We are seeking a highly motivated Machine Learning / Deep Learning Research Engineer with strong expertise in Machine Learning, Deep Learning, Computer Vision, and AI research. This role is intended exclusively for PhD graduates or candidates near completion from reputable universities. Candidates with a strong academic research background in Machine Learning, Artificial Intelligence, Computer Vision, Data Science, or related fields are encouraged to apply.
Research experience gained during a PhD program will be considered equivalent to professional industry experience.
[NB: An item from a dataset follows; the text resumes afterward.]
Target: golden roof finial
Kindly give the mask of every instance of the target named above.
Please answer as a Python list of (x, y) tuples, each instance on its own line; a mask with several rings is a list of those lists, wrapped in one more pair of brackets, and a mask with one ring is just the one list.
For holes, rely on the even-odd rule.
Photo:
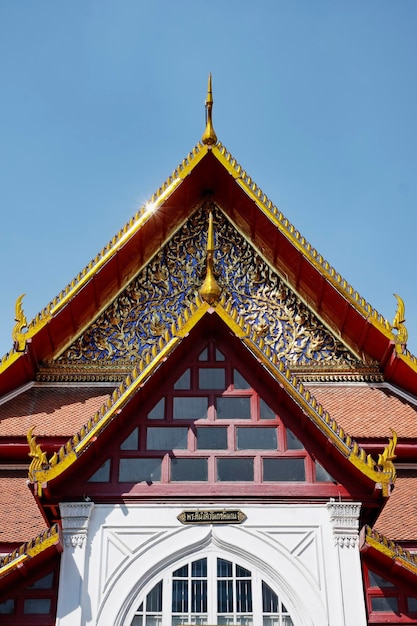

This is an urgent hiring requirement, and we are actively seeking candidates who can start within the next 2 weeks.
Education Requirement
• PhD in Computer Science, Computer Engineering, Electrical Engineering, Artificial Intelligence, Machine Learning, Data Science, or a related technical field
• Candidates currently pursuing a PhD with anticipated graduation within the next 3-6 months are also encouraged to apply
• Only PhD candidates will be considered for this role
Candidates with only a Master's degree will not be considered
Key Responsibilities
• Design, develop, train, and optimize Machine Learning and Deep Learning models for real-world applications
• Own the complete ML lifecycle including data collection, annotation, preprocessing, model training, fine-tuning, evaluation, optimization, and deployment
• Develop and deploy advanced deep learning architectures including CNNs, LSTMs, ConvLSTMs, Graph Neural Networks (GNNs), Reinforcement Learning, and Transformer-based models
• Conduct experiments, evaluate model performance, and drive continuous algorithmic improvements
• Work with large-scale datasets for model training, validation, and testing
• Optimize and deploy AI models for scalable and efficient real-world applications
• Translate research concepts into scalable, production-ready AI systems
• Collaborate with cross-functional engineering and research teams to integrate ML models into real-world applications
• Document methodologies, experimental findings, and technical solutions
• Contribute to technical innovation initiatives and advanced AI research activities
Required Qualifications
• Strong PhD research background in Machine Learning, Deep Learning, Artificial Intelligence, Computer Vision, Data Science, or related areas
• Strong programming experience with Python and C++
• Hands-on experience with PyTorch, TensorFlow, Keras, Scikit-learn, or similar ML frameworks
• Strong understanding of Machine Learning, Deep Learning, Neural Networks, and AI algorithms
• Experience developing and training advanced deep learning models and architectures
• Solid mathematical foundation in linear algebra, probability, statistics, optimization, and applied machine learning
• Experience working with Linux environments, Git, Docker, and modern development workflows
• Demonstrated research experience through publications, thesis work, academic research projects, or equivalent research contributions
• Strong ability to independently research, prototype, and deploy AI solutions
Preferred Qualifications
Publications in leading AI, Machine Learning, or Computer Science conferences/journals
Experience transitioning AI/ML models from research environments into production systems
Experience with CUDA, GPU acceleration, distributed computing, or high-performance computing
Experience handling large-scale, real-world datasets
This role is ideal for candidates passionate about applying advanced AI research, machine learning, and deep learning techniques to solve challenging real-world problems.